The memoirs were published in February, but have only just come to light amid public outcry over the death of 52-year-old Sergei Nazarov, who was apprehended for theft.

Nazarov was delivered to a hospital from police custody on March 11. After he was diagnosed with a ruptured lower intestine, doctors operated on him, but he slipped into a coma and died. He reportedly told doctors he had been raped with a champagne bottle.

Safarov's memoirs were published in February
Safarov's memoirs were published in February
Igor Sholokhov, head of the Kazan Human Rights Center, said he has not yet read Safarov's memoirs but said they should be heavily scrutinized.

"The ban on torture is absolute -- under no circumstance or cases can you carry out torture. This is a global law. You can't torture a little bit, just as you can't be pregnant a little bit.
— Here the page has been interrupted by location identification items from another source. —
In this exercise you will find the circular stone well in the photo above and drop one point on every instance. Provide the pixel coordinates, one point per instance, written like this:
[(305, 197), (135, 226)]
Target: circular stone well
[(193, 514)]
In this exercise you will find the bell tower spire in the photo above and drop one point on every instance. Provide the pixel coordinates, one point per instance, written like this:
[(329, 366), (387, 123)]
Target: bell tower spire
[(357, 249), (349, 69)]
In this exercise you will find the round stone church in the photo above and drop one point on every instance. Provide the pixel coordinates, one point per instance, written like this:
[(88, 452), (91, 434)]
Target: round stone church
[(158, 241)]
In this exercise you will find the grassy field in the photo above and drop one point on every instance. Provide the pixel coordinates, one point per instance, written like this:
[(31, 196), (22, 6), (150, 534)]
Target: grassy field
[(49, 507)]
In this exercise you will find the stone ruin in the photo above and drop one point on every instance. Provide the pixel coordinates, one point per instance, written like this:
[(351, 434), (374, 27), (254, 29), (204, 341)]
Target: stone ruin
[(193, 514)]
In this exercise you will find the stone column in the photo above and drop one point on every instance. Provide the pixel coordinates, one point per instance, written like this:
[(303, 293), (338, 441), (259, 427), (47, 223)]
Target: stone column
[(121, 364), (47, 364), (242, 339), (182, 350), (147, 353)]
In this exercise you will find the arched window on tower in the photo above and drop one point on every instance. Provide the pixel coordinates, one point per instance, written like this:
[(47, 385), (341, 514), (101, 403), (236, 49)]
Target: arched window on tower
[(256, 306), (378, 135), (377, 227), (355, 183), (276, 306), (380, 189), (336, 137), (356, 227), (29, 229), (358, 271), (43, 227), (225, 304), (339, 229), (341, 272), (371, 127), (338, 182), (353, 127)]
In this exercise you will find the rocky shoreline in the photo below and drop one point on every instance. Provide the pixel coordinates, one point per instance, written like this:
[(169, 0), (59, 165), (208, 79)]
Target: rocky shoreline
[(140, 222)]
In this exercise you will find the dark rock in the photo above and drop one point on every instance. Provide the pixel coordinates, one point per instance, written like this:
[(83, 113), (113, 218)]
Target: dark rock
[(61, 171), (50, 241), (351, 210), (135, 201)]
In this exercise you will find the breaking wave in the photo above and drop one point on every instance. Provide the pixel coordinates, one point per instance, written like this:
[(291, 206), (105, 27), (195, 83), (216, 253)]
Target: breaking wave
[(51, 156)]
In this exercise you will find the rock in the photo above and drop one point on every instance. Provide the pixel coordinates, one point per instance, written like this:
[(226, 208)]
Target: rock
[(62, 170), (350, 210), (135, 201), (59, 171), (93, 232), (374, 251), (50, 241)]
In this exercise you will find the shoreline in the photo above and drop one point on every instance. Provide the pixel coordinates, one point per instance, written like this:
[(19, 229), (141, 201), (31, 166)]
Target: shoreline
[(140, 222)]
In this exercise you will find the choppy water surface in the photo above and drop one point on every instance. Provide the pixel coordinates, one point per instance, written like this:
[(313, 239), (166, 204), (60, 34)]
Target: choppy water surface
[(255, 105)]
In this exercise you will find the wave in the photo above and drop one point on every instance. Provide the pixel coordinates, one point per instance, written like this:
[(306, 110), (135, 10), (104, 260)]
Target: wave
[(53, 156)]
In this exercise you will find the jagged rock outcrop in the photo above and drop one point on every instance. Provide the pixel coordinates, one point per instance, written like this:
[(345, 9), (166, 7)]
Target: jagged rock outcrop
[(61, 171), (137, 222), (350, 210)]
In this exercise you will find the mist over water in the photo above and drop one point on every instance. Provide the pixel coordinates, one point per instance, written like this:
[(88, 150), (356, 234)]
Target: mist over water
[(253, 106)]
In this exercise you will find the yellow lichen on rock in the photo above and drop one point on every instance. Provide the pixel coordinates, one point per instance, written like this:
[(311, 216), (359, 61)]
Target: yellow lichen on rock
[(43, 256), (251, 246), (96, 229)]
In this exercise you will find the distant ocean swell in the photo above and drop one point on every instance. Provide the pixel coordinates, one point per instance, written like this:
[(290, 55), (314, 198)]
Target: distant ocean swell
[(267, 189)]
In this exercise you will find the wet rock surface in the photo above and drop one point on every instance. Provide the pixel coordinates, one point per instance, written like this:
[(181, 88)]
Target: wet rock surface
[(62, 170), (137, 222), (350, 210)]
Either it's torture or it isn't torture," Sholokhov said.

On March 23, Anatoly Kucherena, a member of Russia's Public Chamber, a state advisory body, called for Safarov's resignation.

Speaking to Interfax, Kucherena said: "if the mass media reports with extracts from this book are real, then there is no place for this kind of Interior Ministry employee, even more so if he is the head [of the ministry]. Either he must hand in his notice, or he should be relieved of his duties."

Nazarov's case, which spurred over 100 activists to protest against police arbitrariness in the republic, continues to resonate and empower other citizens to come forward and tell their own alleged tales of police abuse.

Sholokov said that his Kazan Human Rights Center has seen a "spike" in appeals for help. Ten people have appealed to the center in the last 12 days specifically about police abuse, compared to one or two in a usual month, he said.

Twenty-eight cases have reportedly been submitted to Russia's Investigative Committee.

Five police officers have been arrested in connection to Nazarov's death. They, and three other officers of the Dalny police station where Nazarov was held, have been fired.